B011 Inclusive Language Policies for Episcopal Seminaries and Formation Programs

Original version

Resolved, the House of _______ concurring, That all theological seminaries affiliated with the Episcopal Church and all training programs and schools of formation sponsored or operated by one or more dioceses for the education and formation of persons for ordination be encouraged and requested to adopt policies calling for the use of bias-free and inclusive language for both God and humanity in all digital, written and oral communications, including lectures, discussions, papers, announcements, sermons, public notices and publications; and be it further

Resolved, That all theological seminaries affiliated with the Episcopal Church and all training programs and schools of formation sponsored or operated by one or more dioceses for the education and formation of persons for ordination be encouraged to provide opportunities to explore the theological foundations for the use of bias-free and inclusive language for God and humanity; and be it further

Resolved, That each such theological seminary, training program, and school of formation provide a copy of its inclusive language policy to the Secretary of the General Convention by October 1, 2019 and that the Secretary report on the policies received and not received to the Executive Council, to any appropriate interim body, and to the 80th General Convention.

Explanation

Language matters, especially for Episcopalians who believe that the words we use to pray shape our beliefs about God and humankind, and who promise in baptism to “Respect the dignity of every human person.” Our seminaries and schools of formation, whether for those seeking to expand their ministries as lay people or for those seeking ordination have the opportunity and the responsibility to teach about the ways language can be used to marginalize people.

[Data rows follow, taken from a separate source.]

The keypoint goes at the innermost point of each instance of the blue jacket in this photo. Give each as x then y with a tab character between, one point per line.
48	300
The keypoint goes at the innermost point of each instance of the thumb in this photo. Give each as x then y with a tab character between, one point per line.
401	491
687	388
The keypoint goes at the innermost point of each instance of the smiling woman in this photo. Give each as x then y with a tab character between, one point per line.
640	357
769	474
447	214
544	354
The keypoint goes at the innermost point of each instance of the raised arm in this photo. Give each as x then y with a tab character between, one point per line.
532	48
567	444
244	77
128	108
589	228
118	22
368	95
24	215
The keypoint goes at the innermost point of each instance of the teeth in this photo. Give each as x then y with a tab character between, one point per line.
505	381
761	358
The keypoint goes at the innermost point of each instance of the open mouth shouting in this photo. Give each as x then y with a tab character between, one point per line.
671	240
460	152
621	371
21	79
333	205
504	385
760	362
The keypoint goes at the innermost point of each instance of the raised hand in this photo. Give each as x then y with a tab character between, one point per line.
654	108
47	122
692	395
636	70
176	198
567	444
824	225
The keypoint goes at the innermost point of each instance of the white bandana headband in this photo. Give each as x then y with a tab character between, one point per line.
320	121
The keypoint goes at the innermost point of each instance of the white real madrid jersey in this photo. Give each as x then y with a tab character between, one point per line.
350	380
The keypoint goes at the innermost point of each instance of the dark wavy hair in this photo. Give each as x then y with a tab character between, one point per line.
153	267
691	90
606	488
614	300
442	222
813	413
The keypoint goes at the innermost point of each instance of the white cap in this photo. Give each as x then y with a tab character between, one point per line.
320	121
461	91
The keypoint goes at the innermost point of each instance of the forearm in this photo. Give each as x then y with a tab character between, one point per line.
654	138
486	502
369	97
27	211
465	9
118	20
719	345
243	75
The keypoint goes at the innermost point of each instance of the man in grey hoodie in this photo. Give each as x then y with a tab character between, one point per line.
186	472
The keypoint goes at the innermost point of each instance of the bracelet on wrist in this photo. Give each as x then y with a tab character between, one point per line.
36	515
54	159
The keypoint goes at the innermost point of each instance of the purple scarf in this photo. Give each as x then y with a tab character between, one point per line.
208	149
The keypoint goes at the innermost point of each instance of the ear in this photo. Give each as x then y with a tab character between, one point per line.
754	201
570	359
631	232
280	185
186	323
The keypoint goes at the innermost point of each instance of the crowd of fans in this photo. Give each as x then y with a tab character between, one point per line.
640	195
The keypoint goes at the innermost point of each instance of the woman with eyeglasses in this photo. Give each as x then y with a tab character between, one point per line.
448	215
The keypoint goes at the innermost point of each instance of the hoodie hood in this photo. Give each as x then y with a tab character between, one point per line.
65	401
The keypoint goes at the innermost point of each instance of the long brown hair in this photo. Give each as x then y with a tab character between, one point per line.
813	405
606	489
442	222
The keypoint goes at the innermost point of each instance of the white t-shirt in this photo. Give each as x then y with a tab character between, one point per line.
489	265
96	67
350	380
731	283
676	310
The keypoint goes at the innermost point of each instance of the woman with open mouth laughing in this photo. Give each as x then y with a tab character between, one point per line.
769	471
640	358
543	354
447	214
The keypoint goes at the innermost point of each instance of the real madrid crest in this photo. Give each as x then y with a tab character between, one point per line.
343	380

This resolution asks seminaries and schools of formation to both explore and teach the theological foundations for the use of gender-inclusive language as well as to model that usage with policies that require the use of inclusive language when referring to God or humans. Many but not all of our seminaries already have such policies. Such theological reflection and language policies will equip our lay and ordained leaders to encourage inclusive language through out our church and make The Episcopal Church a more welcoming place for all people.

From the Society of Biblical Literature Handbook of Style, second edition (2014), section 4.3.1: “The generic use of masculine nouns and pronouns is increasingly unacceptable in current English usage. Historians must obviously be sensitive to the requirements of their sources, but in many cases the assignment of gender to God is best avoided.”